This material is nothing new, but definitely seeing a bit of a resurgence. (Just search for the Cesca chair, a midcentury design by Marcel Breuer, on Pinterest.) Here's a pair looking fine in fashion designer Erin Fetherston’s home in Hollywood, courtesy of Domino.
I recently spotted a Breuer-esque (or maybe it’s original?) cane-back chair peeking out from behind my colleague Jackie Grandon’s dining table, and it’s so cute as a one-off mixed with other types of chairs.
I remember in detail the caned chairs that encircled my parents’ wood-veneer kitchen table in the `80s. My sisters and I would poke our little fingers through the hexagonal holes in the lattice for fun, occasionally causing the material to fray and always drawing the ire of our mother, who shooed us away with a quick swat whenever she caught us in the act.

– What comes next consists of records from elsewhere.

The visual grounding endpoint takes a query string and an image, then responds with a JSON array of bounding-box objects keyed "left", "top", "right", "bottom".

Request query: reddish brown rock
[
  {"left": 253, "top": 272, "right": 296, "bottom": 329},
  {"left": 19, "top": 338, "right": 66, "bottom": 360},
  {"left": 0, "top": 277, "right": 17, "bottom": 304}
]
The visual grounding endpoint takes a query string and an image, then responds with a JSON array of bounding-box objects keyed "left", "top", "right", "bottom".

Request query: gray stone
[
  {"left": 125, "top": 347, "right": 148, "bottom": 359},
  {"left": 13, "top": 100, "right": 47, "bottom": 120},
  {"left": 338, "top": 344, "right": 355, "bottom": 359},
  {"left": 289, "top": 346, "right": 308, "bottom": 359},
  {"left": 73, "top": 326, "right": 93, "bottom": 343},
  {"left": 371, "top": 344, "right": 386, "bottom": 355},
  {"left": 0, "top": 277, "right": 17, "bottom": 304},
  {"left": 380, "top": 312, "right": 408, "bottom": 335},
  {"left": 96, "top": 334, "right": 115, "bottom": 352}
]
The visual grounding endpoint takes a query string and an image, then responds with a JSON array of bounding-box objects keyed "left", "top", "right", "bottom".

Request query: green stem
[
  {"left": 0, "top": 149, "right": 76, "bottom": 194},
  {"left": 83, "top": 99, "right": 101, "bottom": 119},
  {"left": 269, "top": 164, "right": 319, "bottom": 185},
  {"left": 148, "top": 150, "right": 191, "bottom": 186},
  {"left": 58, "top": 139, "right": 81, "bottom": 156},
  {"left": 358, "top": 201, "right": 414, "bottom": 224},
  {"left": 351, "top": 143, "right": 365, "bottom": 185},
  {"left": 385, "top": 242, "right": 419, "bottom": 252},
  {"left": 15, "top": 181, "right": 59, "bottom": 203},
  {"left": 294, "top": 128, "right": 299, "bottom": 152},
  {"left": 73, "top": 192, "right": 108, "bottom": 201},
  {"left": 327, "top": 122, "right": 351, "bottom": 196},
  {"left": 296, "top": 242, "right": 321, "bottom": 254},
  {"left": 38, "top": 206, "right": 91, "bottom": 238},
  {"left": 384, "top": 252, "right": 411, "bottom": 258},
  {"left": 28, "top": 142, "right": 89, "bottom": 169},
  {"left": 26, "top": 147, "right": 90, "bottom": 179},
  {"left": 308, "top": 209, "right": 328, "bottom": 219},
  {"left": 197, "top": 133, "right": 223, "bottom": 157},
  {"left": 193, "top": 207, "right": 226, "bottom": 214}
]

But caned seating isn’t just for casual, midcentury-style seating. It can be ultra-traditional and formal, too, and cane lattice was frequently used on traditional European furnishings like French settees and Bergere chairs for hundreds of years. While midcentury designs usually feature it in blonder tones, antiques usually boast caned surfaces in deeper walnut and mahogany shades.
Can you believe this armchair from the UK’s Graham and Greene? So pretty.
Whatever your tastes, modern or trad, cane can bring such a gorgeous subtle texture and interest to your space. Here are some pieces featuring cane that I’ve loved lately.
What are your thoughts? Would you rock this material in your house, or not touch it with a ten-foot cane?